Without reviewing the differences among tropes, the Zaltmans distinguish between surface level metaphor, such as “I am drowning in debt”, and metaphorical thinking at the thematic level, such as “Money is liquid”, and further to thinking at the deep metaphorical level linked to the emotions that the other levels use to support the pattern of thought involved. Consider an example that the Zaltmans do not discuss,  the Liberty Mutual series of commercials, in which one person sees another person do a good turn for a third person, could be summed up at the surface level in the idioms, “What goes around comes around” or “One good turn deserves another.” At the thematic level the same series of commercials could be summed up as, “A good turn is a gift.” Both metaphorical understandings draw from the insight that social relationships depend on a balance of giving and receiving, at times between strangers doing the right thing.

Experience design techniques involving survey research can provide insights related to surface level and, in many cases, thematic metaphorical insights. However, understanding the emotional bases of the consumer experience involves developing deeper awareness of the meaningfulness of a brand to those people.

Deep Metaphors

The Zaltmans make a convincing case that an individual’s brain activity is shaped by, and shapes, what other brains do. In other words, they use recent findings in neuroscience to contend that the activity of our brains is shaped by the problems we face in our lives and the manner in which we solve them. As a result, very different people addressing similar problems exhibit similarities in brain activity and use the same deep metaphors.
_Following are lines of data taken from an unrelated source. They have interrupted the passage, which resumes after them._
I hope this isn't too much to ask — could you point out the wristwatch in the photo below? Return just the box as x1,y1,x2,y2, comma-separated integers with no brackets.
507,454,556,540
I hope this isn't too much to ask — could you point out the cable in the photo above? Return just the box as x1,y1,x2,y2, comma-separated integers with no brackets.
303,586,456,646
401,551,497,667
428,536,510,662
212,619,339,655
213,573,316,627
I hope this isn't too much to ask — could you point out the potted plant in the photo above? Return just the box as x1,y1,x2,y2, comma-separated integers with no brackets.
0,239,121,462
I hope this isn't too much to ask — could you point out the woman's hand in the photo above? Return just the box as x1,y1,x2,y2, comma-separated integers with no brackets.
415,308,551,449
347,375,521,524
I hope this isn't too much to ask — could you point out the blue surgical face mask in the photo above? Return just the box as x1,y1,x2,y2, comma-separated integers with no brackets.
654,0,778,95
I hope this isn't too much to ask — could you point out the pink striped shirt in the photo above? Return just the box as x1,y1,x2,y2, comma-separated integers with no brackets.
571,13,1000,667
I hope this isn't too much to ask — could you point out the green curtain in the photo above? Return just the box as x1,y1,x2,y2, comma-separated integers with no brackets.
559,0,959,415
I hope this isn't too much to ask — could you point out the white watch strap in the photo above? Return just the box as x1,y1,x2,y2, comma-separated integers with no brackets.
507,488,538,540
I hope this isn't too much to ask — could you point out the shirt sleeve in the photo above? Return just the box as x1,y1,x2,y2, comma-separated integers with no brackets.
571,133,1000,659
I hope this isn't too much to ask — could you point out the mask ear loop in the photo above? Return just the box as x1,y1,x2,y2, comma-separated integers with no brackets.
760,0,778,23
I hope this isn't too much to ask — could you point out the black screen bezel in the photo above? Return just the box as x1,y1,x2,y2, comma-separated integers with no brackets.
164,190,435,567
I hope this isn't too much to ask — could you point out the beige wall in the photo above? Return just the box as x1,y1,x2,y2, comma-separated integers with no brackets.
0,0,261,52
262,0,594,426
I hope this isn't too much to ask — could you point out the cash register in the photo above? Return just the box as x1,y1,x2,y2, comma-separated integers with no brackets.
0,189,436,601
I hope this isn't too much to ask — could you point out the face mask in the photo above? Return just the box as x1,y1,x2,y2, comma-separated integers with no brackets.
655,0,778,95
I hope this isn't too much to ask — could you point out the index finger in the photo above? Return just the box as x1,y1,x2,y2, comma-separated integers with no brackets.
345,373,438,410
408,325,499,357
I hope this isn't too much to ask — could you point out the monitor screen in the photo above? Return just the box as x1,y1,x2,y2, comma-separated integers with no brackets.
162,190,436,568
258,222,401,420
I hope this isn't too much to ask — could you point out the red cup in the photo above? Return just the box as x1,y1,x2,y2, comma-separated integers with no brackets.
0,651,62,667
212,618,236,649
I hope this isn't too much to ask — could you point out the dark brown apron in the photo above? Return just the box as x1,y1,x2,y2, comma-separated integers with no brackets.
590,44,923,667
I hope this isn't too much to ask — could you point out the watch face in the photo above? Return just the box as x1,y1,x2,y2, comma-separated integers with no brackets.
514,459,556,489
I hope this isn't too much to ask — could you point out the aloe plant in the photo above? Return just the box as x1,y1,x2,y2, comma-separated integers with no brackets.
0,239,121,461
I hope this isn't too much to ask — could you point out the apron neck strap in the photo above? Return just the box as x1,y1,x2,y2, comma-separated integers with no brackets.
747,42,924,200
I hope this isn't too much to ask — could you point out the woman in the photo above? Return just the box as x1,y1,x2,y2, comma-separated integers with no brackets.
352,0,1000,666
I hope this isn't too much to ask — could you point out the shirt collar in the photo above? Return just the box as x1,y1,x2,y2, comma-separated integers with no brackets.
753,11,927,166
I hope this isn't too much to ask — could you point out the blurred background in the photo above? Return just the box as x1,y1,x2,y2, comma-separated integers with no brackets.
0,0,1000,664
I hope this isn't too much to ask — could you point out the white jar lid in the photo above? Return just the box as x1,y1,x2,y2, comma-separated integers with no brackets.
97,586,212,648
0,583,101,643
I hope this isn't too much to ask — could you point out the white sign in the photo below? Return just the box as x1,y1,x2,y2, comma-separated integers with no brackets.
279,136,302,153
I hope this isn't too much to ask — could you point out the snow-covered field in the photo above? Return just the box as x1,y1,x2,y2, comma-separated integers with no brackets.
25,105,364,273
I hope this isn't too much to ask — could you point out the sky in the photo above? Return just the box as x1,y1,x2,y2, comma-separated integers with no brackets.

The Zaltmans use the Zaltman Metaphor Eliticitation Technique (ZMET) to uncover those deep metaphors using a range of resources. Among other resources, ZMET uses photography. For example, a week before a research project begins participants are asked to gather pictures that express the way they feel about the topic of the design process. The pictures cannot include any products related to the brand, or other products in the same consumer category. During in-depth interviews the participants respond to probing questions about their feelings about the topic, i.e. product, service, brand. 

Based on their use of ZMET in 12,000 in-depth interviews around the globe, the Zaltmans contend that only around seven deep metaphors exist in human culture, though they do note that blends between them occur. The deep metaphors they consider universal are:

  • balance
  • transformation
  • journey
  • container
  • connection
  • resource
  • control

Workable wondering uses ZMET as a means for understanding the emotions that make consumers’ engagement with a brand meaningful to them.

…once marketers understand the anatomy of these emotions, they can learn how to engage the emotions using metaphoric cues in product design, shopping environments, and other communications. While metaphors are central to identifying emotions, measures of metaphor properties are not to be confused with measures of emotions. Managers must understand deep metaphors to avoid miscommunications. In fact, what marketers say is often not what consumers hear. Deep metaphors account for the difference.

In other words, the say-mean gap works both ways between users/customers/consumers and experience designers, marketers, and managers. Understanding which deep metaphors apply to the perception of a brand or product is a useful technique for managing miscommunication with users/customers/consumers in the design research process, while recognizing that “different consumers can experience the same deep metaphors differently in different circumstances.”